Vergiss nicht zu lacheln―進撃の巨人
第14章 傷跡
立ち止まったエミリの前に広がるのは、植木鉢に植えられた美しい花たち。
看板を見ずともそこが花屋であることがすぐにわかる。
そして、エミリの視線の先にあるものは、いつかリヴァイと二人で見たあの大輪の花。
「……向日葵だ」
ショーウィンドウの窓ガラスに手を置き、その向こうに飾られてある向日葵に釘付けになる。
「そういや、お前の好きな花だったか……」
「はい!」
あの日、二人で訪れた向日葵畑でのことを思い出しながらリヴァイが問えば、エミリは少しだけ頬を染めて嬉しそうに返事をした。
理由は確か……
「ファウスト兄さんが私に似合うって言ってくれた花なので」
ファウスト。エミリの幼馴染であり、彼女の初恋の相手。
彼の存在にモヤモヤと黒い感情がリヴァイの心に広がっていく。
「それに、エーベルも……向日葵の話をしたら『確かに、元気なエミリには向日葵は似合うね』って言ってくれたんです」
その言葉にドロドロとした気分の悪い感情が、更に侵食していく。
エーベルは、エミリがファウストの次に恋をした相手だ。
しかし、彼にはもうシュテフィという心に決めた女性がいる。結婚もしているし、彼のことはエミリの中で踏ん切りがついている。
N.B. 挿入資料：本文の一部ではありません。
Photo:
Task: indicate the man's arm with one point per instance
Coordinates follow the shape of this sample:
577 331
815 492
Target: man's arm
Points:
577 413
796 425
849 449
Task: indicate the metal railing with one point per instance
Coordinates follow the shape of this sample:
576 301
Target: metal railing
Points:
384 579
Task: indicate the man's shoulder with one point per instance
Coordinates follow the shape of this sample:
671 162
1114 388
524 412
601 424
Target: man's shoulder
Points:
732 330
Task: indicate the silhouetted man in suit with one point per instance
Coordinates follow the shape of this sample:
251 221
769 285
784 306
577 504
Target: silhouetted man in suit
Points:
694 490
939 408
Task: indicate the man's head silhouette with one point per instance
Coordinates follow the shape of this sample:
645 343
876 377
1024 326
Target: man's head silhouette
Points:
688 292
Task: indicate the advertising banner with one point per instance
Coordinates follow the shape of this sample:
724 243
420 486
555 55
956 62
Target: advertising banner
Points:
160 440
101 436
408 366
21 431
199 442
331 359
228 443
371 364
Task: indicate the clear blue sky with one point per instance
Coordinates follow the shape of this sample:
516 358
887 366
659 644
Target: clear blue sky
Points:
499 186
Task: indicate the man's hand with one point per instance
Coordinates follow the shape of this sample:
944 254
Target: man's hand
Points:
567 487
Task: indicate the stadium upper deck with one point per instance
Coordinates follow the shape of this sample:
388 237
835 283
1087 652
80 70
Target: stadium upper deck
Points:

それなのに、どうしてこんなにも不安になるのだろうか。
(……不安?)
そこで疑問が生じた。
(不安って何だ。俺は……何がそんなに心配なんだ……)
リヴァイは胸を抑える。
しかし、向日葵に夢中なエミリはリヴァイのその動作に気づいていない。
それがまた、余計にリヴァイの黒い感情を大きくしていく。
いま、エミリと一緒にいるのはリヴァイのはず。さっきまで肩を並べて歩きながら話をしていた。
それなのに、いま、エミリが瞳に映しているものはリヴァイではない。
向日葵を通して、想いを寄せていた大切なヒトのことを思い浮かべている。
(エミリ、そんなもん見てねぇで……こっちを向けよ)
訳の分からない苛立ちと向日葵を見たまま動かないエミリに、大きく舌打ちを鳴らしたリヴァイは、窓ガラスに張り付いているエミリの腕を掴んで引っ張った。